Gripte yatak istirahatı, ateş düşürücü ilaç, bol sıvı, doğru beslenme ve virüsün çoğalmasını önleyen ilaçların alınmasını öneren Prof. Dr. Ünal, "Grip mevsimi geldiğinde toplu yerlerde az vakit geçirilmeli, el temizliğine dikkat edilmeli, aksıran ve hapşıranlarla öpüşülmemeli, soğuk havalarda iyi beslenilmeli, hapşırmaya başlandığında maske takılmalıdır" dedi.
Bu önlemlerin yanında, gripten aşıyla da korunulabileceğini savunan Prof. Dr. Ünal, sözlerini şöyle sürdürdü: "Her yıl tekrarlanması gereken grip aşısı, çocukluk döneminde belirli bir takvime göre yapılıp tamamlanan aşılardan farklıdır.

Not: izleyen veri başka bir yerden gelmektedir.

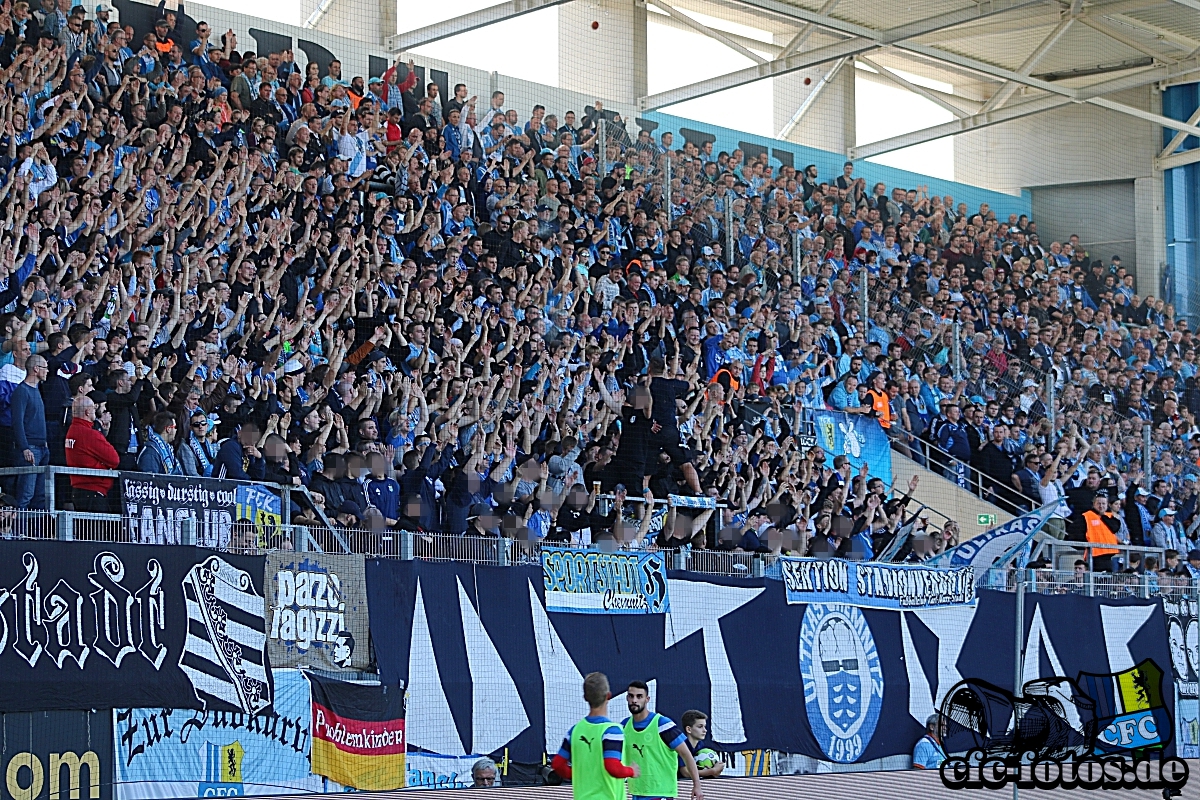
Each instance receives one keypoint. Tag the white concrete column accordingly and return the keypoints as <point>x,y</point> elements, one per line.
<point>1151,230</point>
<point>365,20</point>
<point>606,60</point>
<point>828,121</point>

Çünkü yıl içinde genetik yapısında değişiklik meydana gelen grip mikrobu, geçen yıl için hazırlanan aşıda bulunmayabilir.
Her yıl hangi virüsün salgın yapacağı DSÖ tarafından belirlenir. Bunun için de nisan veya mayıs aylarından itibaren sık görülen virüsler tespit edilir. A grubu virüslerden 2'si, B grubu virüslerden de biri seçilerek aşı üreten bütün firmalara bildirilir. Aşı firmaları da bu yıl için Dünya Sağlık Örgütü'nün bildirdiği yeni aşılar ürettiler. Bu yıl gribe karşı koruma sağlanmak isteniyorsa bu yeni aşıdan yaptırılması gerekir.

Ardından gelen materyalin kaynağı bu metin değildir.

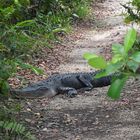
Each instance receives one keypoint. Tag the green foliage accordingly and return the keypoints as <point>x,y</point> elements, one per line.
<point>133,11</point>
<point>25,26</point>
<point>125,60</point>
<point>9,128</point>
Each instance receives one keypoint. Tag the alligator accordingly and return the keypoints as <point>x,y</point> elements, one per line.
<point>67,83</point>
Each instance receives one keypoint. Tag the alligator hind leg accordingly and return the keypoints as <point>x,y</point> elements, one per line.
<point>88,85</point>
<point>70,92</point>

Bu yıl içinde bu 3 suştan biriyle karşılaşılması halinde aşının yüzde 100 koruyuculuk sağlayacağını, bunlara benzer, yakın akrabalığı olanlarla karşılaşılması halinde ise yüzde 50-90 arasında bir korumaya sahip olunabilir.
Her yıl grip aşısı olanlarda bağışıklık oranı artar. Çünkü farklı virüs tiplerine karşı koruyuculuk sağlanmıştır.

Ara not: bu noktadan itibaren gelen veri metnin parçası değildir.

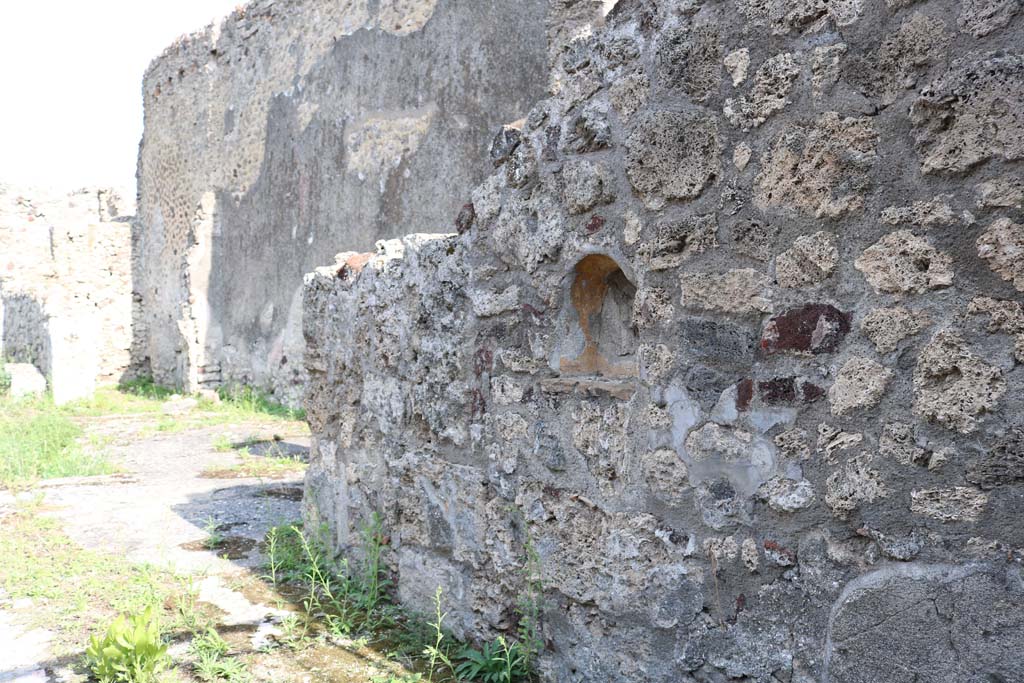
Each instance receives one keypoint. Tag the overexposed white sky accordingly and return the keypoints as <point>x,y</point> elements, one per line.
<point>71,81</point>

Aşı risk grubundakilerde hastalığı yüzde 100 engellenmemişse bile, ölüm oranını azaltır ve hastalığın hafif geçmesini sağlar. 65 yaş üstündekiler; akciğer, kalp, böbrek, karaciğer ve şeker hastalığı olanlar; kanser tedavisi görenler; kritik görevlerdekiler ve sağlık çalışanı gibi hastalığı başkalarına bulaştırma riski olanların mutlaka grip aşısı olmaları gerekir.
Ekim ayı ortasına kadar grip aşısı yaptırılabilir. Çünkü aşı hemen bağışıklık sağlamaz. 4-6 hafta arasında bağışıklık kazanıldığı için aşının en geç ekim ayı ortasına kadar yaptırılması gerekir."
Prof. Dr. Ünal, grip aşısının yumurtadan üretildiğini, yumurtadan geçen proteinler tamamen arıtılamadığı için bu besine karşı alerjisi olanların grip aşısı yaptırmaması uyarısında bulundu. Ünal, bir süre önce hücre kültüründe üretilmeye başlanan grip aşısının 'yumurtaya karşı alerjisi olanlara' da uygulanabildiğini ancak bu aşının toplu üretimine henüz tam anlamıyla başlanmadığını sözlerine ekledi.